Steven Spielberg sur le tournage de son film «les Dents de la mer», en 1975. (Universal - Zanuck-Brown/Collection ChristopheL via AFP)
publié le 19 décembre 2022 à 17h04

«Je regrette vraiment que la population de requins ait été décimée à cause du livre et du film. Je le regrette vraiment, vraiment.» C’est par ces mots que Steven Spielberg, interviewé par la BBC radio dans l’émission Desert Island Discs ce dimanche 18 décembre, a exprimé ses remords après le succès de son deuxième long métrage : Les Dents de la mer, et les conséquences de ce dernier sur la faune marine au lendemain de sa parution en salles, il y a 47 ans. Car si ce thriller sanglant - adapté du roman éponyme de Peter Benchley - fit tressauter les salles de cinéma à sa sortie en 1975, il a profondément bouleversé la perception des requins par le public, contribuant ainsi au massacre en masse de ces animaux marins.

«C’est une des choses que je crains toujours, confie par ailleurs le réalisateur américain, que les requins m’en veuillent en quelque sorte pour la frénésie alimentaire des pêcheurs sportifs fous qui s’est produite après 1975.» Une inquiétude légitime, puisque selon une étude publiée dans la revue Nature l’année dernière, la population mondiale de requins a diminué de 71 % depuis les années 1970 en raison de la surpêche, et selon le Shark Conservation Fund, 36 % des 1 250 espèces de requins et de raies recensées dans le monde sont actuellement menacées d’extinction.

Flash-back

Or, tout commence dans la chaleur de l’été 1974. Alors à peine âgé de 20 ans, Steven Spielberg tourne les premières images de ce qui sera son deuxième long-métrage, et le plus grand succès cinématographique avant de se voir détrôné par Star Wars : un haletant thriller adapté d’un best-seller paru un an plus tôt intitulé Les Dents de la mer (Jaws, littéralement «Mâchoires» en anglais). Portée par l’entêtant - et glaçant - thème musical composé par John Williams, l’action se déploie au bord de la station balnéaire fictive d’Amity Island, où une jeune baigneuse puis un enfant meurent dévorés par un animal aux mâchoires acérées, présenté comme une bête avide de sang humain. Une «machine à dévorer», «Comme si Dieu avait créé le Diable, et l’avait doté de mâchoires» avertit le narrateur dès les premières secondes de la bande-annonce. Dès lors, le chef de la police locale (Roy Scheider) entend interdire l’accès à la mer, mais il se heurte rapidement au refus du maire qui craint que cela n’affecte la venue les touristes à l’aube de la fête nationale. Le chef de la police décide alors de chasser le prédateur, à l’aide d’un biologiste marin (Richard Dreyfuss) et d’un chasseur de requins (Robert Shaw).

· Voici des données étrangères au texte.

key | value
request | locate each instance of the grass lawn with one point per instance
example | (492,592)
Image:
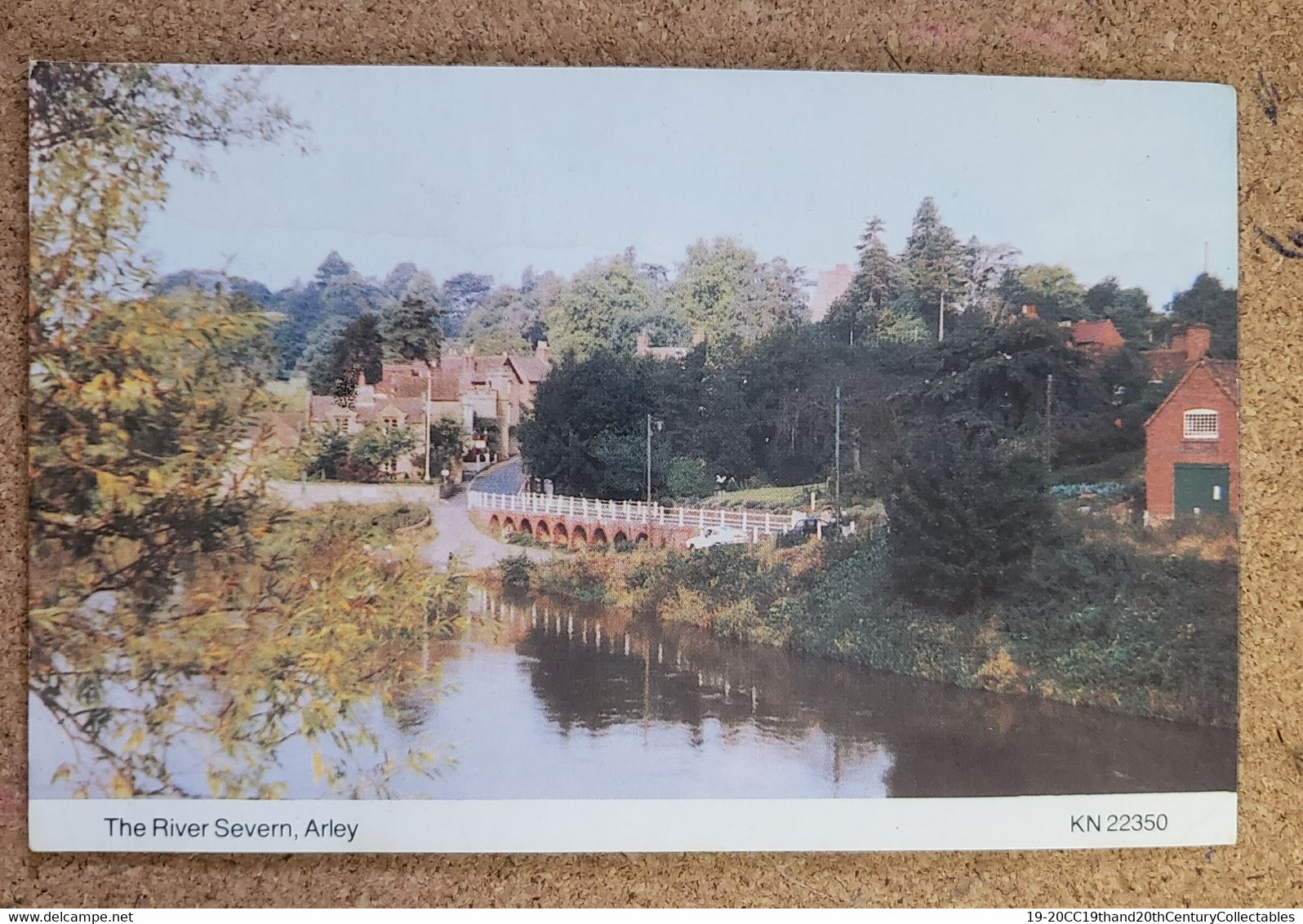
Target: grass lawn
(791,494)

Suspense, montée en puissance et arguments pseudo-scientifiques, le public fut rapidement séduit par la finesse du scénario. Pourtant, la peinture que le réalisateur dresse des squales a durablement marqué les esprits, vidant pour un court instant les rivages furtivement désertés par des baigneurs effrayés, avant de mettre durablement en péril la vie de ces bêtes. A ce titre, des plages ont parfois été entourées de barrières, et certaines communautés se mirent à proposer des récompenses et de l’argent à qui ramènerait un cadavre de requin, ce qui conduisit des pêcheurs à les chercher sans relâche : «La pêche aux requins a commencé à faire fureur. Certains journaux estimaient que c’était un nouveau sport», décrit George Burgess, ichtyologiste et biologiste des pêches au Florida Museum of Natural History de l’Université de Floride, au Smithsonian.

Et si le roman de Benchley était inspiré d’une affaire qui avait défrayé la chronique dans le New Jersey en 1916, 25 ans après la parution du film, l’auteur confiait déjà regretter d’avoir écrit ce roman, déplorant la menace de disparition qui pèse sur plusieurs espèces de requins. Selon un rapport publié en 2019 par l’Union internationale pour la conservation de la nature (UICN), 11 espèces de requins et de raies sont menacées d’extinction.